Though it might take a while, getting your pet to a healthy weight is always worth the effort. Dr. Ward reiterated that dogs (and cats, too) who are lean end up living longer, have fewer diseases, and enjoy life more.
“That's my ultimate goal: to help pets and the people who love them live longer, happier, more fulfilling lives. And that begins with a nutritious diet, adequate exercise, and healthy body condition.”
The PDSA team confirmed that overweight and obese dogs can have a reduced lifespan and have a greater risk of contracting diseases like cancer, getting injured, and having trouble breathing.
“It’s not just different breeds that need different amounts of exercise. Dogs will have changed exercise needs based on their age and temperament too. As a general rule, adult dogs should have at least 30 minutes of walking a day but many dogs will prefer and need more. Some dogs will want to exercise for in excess of 2 hours,” the PDSA team told us.
“It’s a good idea to consider if your dog might prefer several, shorter walks spread throughout the day. And if you’re not sure how much is too much, try to let your dog take the lead.
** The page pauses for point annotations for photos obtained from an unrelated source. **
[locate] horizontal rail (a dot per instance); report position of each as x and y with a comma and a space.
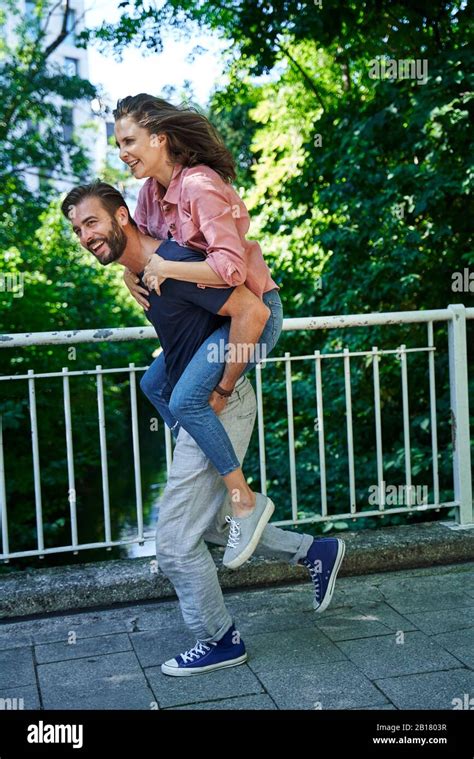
308, 322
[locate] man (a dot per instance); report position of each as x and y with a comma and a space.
195, 506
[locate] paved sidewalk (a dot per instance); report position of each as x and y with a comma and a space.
398, 640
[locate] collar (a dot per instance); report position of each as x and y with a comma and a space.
171, 195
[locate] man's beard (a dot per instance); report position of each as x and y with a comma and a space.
116, 241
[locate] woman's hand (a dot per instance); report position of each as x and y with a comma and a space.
138, 292
153, 274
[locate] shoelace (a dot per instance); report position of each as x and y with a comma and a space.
196, 651
234, 532
315, 575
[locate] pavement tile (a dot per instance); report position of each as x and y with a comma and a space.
395, 654
339, 685
431, 690
113, 681
224, 683
82, 647
16, 667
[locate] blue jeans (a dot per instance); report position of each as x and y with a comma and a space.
187, 405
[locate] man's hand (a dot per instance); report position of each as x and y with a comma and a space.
153, 274
138, 292
217, 402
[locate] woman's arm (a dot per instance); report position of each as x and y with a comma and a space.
198, 271
158, 269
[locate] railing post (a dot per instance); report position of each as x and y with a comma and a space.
458, 382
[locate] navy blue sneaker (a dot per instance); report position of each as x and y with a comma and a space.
207, 656
323, 560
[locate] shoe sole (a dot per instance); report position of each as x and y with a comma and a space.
178, 672
341, 549
253, 542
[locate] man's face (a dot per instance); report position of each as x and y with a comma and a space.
97, 230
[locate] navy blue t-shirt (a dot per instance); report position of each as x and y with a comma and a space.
184, 315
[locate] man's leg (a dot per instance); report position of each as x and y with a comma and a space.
190, 502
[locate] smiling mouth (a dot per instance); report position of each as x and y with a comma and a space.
95, 247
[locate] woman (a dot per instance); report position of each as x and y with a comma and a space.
188, 197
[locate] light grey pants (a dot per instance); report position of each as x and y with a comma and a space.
192, 510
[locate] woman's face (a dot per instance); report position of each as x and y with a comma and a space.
144, 153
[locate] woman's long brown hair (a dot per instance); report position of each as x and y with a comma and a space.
192, 139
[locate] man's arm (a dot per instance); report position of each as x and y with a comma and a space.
248, 318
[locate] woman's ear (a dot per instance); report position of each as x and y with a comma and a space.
158, 140
122, 216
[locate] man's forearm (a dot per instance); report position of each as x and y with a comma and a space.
245, 332
199, 272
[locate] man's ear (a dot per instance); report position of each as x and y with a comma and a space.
121, 215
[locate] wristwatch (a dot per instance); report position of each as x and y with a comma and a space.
224, 393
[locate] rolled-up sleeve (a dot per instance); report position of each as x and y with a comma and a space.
213, 214
141, 211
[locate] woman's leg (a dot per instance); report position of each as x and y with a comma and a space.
189, 402
155, 385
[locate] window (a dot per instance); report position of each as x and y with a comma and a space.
67, 118
30, 6
71, 67
110, 126
71, 26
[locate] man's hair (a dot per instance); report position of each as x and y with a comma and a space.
110, 198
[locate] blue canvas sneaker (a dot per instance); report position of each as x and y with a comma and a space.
323, 560
207, 656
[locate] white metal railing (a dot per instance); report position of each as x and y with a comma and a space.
454, 315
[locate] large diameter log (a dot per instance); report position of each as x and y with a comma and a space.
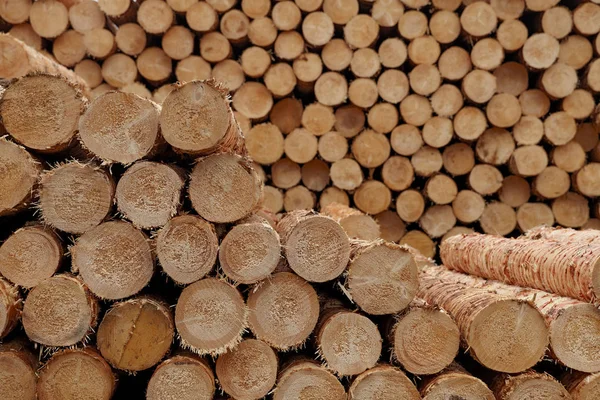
348, 343
529, 384
382, 277
234, 186
60, 311
187, 248
62, 378
18, 365
356, 224
114, 259
136, 334
425, 339
454, 382
196, 119
30, 255
302, 376
58, 103
185, 376
22, 172
210, 317
502, 259
316, 247
124, 136
517, 346
249, 371
75, 197
283, 311
383, 382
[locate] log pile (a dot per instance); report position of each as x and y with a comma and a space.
451, 115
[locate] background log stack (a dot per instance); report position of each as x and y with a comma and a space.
478, 115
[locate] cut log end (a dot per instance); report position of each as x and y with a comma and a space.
250, 252
210, 317
317, 248
497, 348
283, 311
249, 371
304, 377
425, 340
62, 377
136, 334
184, 376
349, 343
126, 270
59, 312
382, 277
217, 174
187, 248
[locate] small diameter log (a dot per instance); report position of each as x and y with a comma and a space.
456, 382
303, 376
356, 224
253, 100
528, 384
348, 343
30, 255
581, 386
579, 282
149, 194
18, 365
382, 277
425, 339
283, 311
249, 371
517, 346
250, 252
18, 181
124, 136
136, 334
58, 104
383, 382
200, 328
62, 378
60, 311
222, 172
187, 248
114, 259
185, 376
75, 197
10, 307
316, 247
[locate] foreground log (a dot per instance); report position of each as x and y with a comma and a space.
210, 317
75, 197
425, 339
30, 255
521, 346
58, 104
491, 257
383, 382
114, 260
60, 311
301, 376
62, 378
185, 376
136, 334
316, 247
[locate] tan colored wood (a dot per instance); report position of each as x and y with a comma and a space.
61, 298
458, 159
202, 17
454, 63
48, 18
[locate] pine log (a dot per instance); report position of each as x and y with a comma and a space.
136, 334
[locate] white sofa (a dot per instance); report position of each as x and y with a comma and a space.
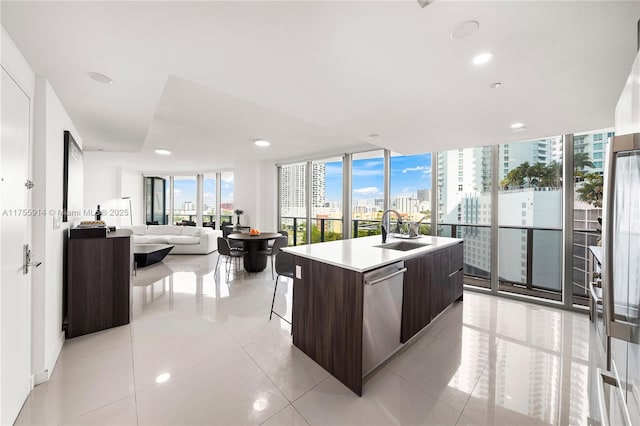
185, 239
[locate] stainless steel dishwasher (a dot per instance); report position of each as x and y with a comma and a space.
382, 314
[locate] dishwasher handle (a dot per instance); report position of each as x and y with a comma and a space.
386, 277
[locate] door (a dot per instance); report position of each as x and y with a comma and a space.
15, 290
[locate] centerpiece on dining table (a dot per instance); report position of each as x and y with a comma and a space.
238, 213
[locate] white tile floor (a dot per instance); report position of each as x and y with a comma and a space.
201, 350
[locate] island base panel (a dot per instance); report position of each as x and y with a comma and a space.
327, 319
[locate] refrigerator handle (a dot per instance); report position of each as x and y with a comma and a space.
602, 378
618, 329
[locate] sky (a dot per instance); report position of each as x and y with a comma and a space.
184, 189
408, 174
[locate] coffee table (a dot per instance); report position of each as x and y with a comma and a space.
148, 254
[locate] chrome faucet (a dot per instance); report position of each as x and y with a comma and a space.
386, 223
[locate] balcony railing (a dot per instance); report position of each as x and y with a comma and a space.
533, 266
330, 229
207, 220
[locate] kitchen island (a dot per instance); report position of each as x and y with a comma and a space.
331, 306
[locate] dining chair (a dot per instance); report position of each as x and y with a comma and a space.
230, 254
285, 268
281, 232
274, 251
235, 244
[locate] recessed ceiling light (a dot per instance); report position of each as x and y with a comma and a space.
464, 30
100, 78
163, 377
482, 58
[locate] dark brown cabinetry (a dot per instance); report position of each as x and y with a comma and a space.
327, 319
327, 322
98, 285
431, 283
416, 309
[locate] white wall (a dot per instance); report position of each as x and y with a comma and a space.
105, 183
628, 107
255, 192
19, 70
50, 122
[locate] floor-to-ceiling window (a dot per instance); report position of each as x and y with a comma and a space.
367, 193
184, 200
530, 218
155, 200
465, 208
588, 170
209, 200
293, 202
326, 200
410, 189
227, 206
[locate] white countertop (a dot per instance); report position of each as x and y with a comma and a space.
361, 255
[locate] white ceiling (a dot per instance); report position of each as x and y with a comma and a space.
204, 79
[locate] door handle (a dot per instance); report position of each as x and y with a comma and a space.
606, 378
386, 277
28, 263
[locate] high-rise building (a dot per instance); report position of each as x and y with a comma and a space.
424, 195
293, 184
188, 206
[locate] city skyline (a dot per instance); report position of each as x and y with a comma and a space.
184, 190
409, 173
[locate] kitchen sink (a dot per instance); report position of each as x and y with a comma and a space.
403, 245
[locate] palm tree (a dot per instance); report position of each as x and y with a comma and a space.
515, 178
537, 173
581, 160
552, 176
591, 189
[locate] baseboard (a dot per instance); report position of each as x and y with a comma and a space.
45, 375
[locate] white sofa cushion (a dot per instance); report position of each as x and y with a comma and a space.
139, 229
191, 231
183, 239
164, 230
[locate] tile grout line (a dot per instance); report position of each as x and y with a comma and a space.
133, 364
423, 390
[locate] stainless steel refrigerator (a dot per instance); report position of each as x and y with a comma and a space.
619, 387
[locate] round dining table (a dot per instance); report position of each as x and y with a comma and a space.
254, 261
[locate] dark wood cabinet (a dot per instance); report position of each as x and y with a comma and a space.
432, 282
439, 290
327, 319
416, 309
98, 284
456, 273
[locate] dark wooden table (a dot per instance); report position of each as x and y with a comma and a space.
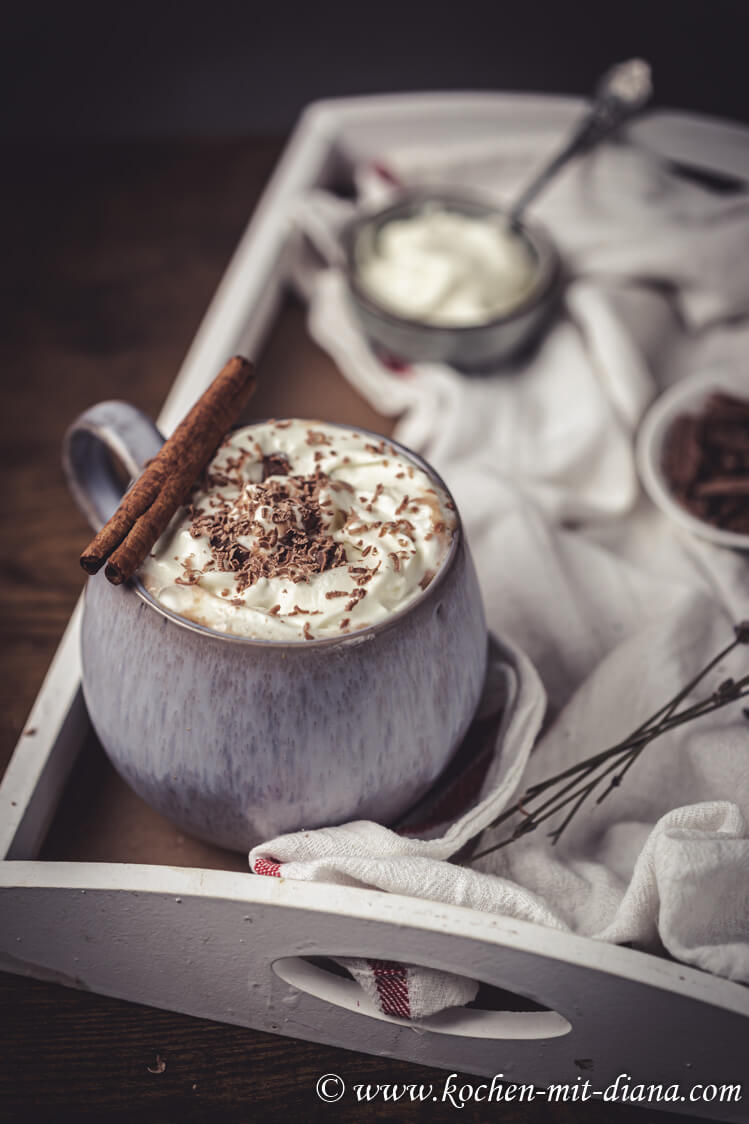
111, 254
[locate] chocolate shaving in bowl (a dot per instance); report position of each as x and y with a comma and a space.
705, 461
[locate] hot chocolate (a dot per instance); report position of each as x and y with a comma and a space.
300, 531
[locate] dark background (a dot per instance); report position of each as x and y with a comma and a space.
155, 69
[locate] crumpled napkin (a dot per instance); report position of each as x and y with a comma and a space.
615, 607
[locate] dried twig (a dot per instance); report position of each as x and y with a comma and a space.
569, 790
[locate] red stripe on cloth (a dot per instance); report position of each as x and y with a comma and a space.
386, 173
268, 867
391, 981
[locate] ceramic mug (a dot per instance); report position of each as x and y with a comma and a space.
240, 740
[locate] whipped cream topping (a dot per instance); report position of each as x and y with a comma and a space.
300, 531
441, 266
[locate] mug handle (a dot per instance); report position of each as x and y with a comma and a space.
105, 431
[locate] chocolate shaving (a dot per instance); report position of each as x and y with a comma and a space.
276, 464
296, 545
705, 461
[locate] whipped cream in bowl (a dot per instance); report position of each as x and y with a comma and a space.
450, 278
303, 531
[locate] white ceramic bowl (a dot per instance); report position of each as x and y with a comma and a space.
686, 397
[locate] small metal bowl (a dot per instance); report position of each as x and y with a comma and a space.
471, 347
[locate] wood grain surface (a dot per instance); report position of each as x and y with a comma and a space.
113, 253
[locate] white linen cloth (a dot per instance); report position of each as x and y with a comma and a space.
615, 607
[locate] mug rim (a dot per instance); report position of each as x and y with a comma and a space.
343, 638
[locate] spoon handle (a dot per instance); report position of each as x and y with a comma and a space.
621, 92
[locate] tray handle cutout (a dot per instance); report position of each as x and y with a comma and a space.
463, 1022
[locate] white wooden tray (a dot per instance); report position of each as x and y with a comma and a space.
237, 948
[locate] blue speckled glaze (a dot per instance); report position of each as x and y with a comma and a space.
237, 740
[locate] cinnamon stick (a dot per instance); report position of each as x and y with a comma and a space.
165, 482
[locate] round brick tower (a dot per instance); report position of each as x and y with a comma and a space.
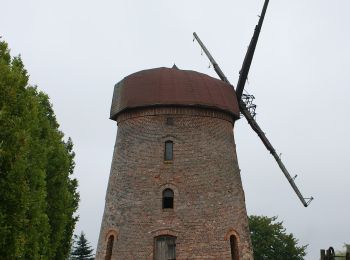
175, 189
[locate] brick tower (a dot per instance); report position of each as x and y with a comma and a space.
175, 189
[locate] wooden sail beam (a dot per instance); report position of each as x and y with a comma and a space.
256, 127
Give them the option to sniff, run around, chose which route to take and if they don’t want to go home at the end, maybe consider going a bit further. And remember, it’s not just walking that can give your dog exercise, playing games, using puzzle feeders, or training your dog will help keep their minds and bodies active.”
According to the PDSA, here’s how you can check to see if your dog is overweight:
“The best way to tell if your dog is overweight is to look at their body shape or body condition score.
According to the Association for Pet Obesity Prevention, around 100 million dogs and cats are considered to be overweight or obese. That’s a 25 percent increase over the last 5 years.
Dr. Justin Shmalberg, service chief of integrative medicine at the University of Florida’s College of Veterinary Medicine in Gainesville, told The New York Times that many pet owners aren’t concerned about the animals gaining a little bit of weight.
“In part, it’s an issue of perception. Generally, the public is more tolerant of obese animals than they are of thin ones. There’s not as much stigma with animals being overweight as with people.”
No matter how ‘cute’ chonky dogs might look, it’s just not worth cutting their life short and racking up the vet bills. High blood pressure, diabetes, arthritis, diseased organs, increased risk of cancer—all of these things affect overweight dogs that have haphazard diets and don’t get enough movement.
Even moderately overweight doggos live shorter lives. If dogs are supposed to be our best friends, we owe it to them to help them slim down, feel fitter, and live longer. With the help of expert vets’ advice, of course.